L’essai enfantin lui paraît conforme aux vœux de Fourier et adopté par les actionnaires de Condé-sur-Vesgre dès le 27 septembre 1833. Le projet, repris sous le nom de Maison rurale d’apprentissage par Guilbaud en janvier 1837, voit selon Leray le jour à Naintré sous l’impulsion de Jouanne et Gauvain.

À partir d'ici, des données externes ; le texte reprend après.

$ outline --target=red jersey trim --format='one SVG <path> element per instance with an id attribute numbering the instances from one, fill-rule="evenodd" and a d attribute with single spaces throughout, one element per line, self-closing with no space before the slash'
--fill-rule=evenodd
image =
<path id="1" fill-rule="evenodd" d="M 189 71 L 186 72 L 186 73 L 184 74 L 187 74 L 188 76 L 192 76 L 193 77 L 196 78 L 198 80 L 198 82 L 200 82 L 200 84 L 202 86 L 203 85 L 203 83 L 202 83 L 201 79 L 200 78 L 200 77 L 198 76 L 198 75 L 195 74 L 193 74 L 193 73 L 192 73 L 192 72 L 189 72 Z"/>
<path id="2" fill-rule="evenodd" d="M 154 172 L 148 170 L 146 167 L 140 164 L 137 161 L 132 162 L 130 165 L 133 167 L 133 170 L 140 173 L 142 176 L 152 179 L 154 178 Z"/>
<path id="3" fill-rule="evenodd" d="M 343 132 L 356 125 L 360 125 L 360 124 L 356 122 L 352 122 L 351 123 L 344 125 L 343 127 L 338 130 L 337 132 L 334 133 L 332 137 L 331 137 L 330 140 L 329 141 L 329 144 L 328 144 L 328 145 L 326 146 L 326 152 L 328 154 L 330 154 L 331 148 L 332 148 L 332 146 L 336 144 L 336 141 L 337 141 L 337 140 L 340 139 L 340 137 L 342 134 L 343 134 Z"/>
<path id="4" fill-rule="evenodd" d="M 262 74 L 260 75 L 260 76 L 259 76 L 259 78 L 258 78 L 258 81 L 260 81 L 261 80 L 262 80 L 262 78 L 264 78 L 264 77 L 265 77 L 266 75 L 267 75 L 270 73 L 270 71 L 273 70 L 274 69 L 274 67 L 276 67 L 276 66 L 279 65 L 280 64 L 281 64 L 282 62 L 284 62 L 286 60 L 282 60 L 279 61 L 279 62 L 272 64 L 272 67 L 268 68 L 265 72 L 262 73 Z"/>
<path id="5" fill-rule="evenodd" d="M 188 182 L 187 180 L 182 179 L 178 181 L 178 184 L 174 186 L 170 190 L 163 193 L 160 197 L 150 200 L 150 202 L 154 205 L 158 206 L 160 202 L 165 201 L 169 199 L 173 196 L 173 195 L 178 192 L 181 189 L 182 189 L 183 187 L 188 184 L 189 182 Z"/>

Cette réalisation lui semble indispensable car

tout porte à croire que le découragement ne tardera pas à s’emparer de bon nombre des partisans de la science sociale, si les sacrifices présents n’amènent pas de résultats [21].

La maison rurale d’apprentissage offre l’atout de se faire en dehors de l’École sociétaire, permet d’élargir les bases de la souscription mais est envisagée « sur des bases telles qu’elle puisse un jour contenir 200 enfants et se transformer facilement en essai sociétaire » [22]. Leray souligne les garanties financières qu’apporte ce projet ; le mobilier agricole couvre les deux tiers des 60000 francs nécessaire à la réalisation, hors achat de la propriété. L’accueil progressif des enfants « par essaims successifs de 60 enfants » [23] permet d’estimer la perte éventuelle en cas d’échec à 11 francs par phalanstérien. Les arguments convainquent les condisciples nantais de Leray qui

ont bien senti tout l’avantage qu’il y aurait à recueillir pour la cause phalanstérienne de favoriser la fondation de la maison d’apprentissage de Maintré ; Aussi viennent-ils d’accorder à cet établissement leur concours collectif et individuel [24].

Constant-Liberté Leray décède cette même année 1846. Le soutien espéré ne porte pas ses fruits, la société est liquidée en février 1847.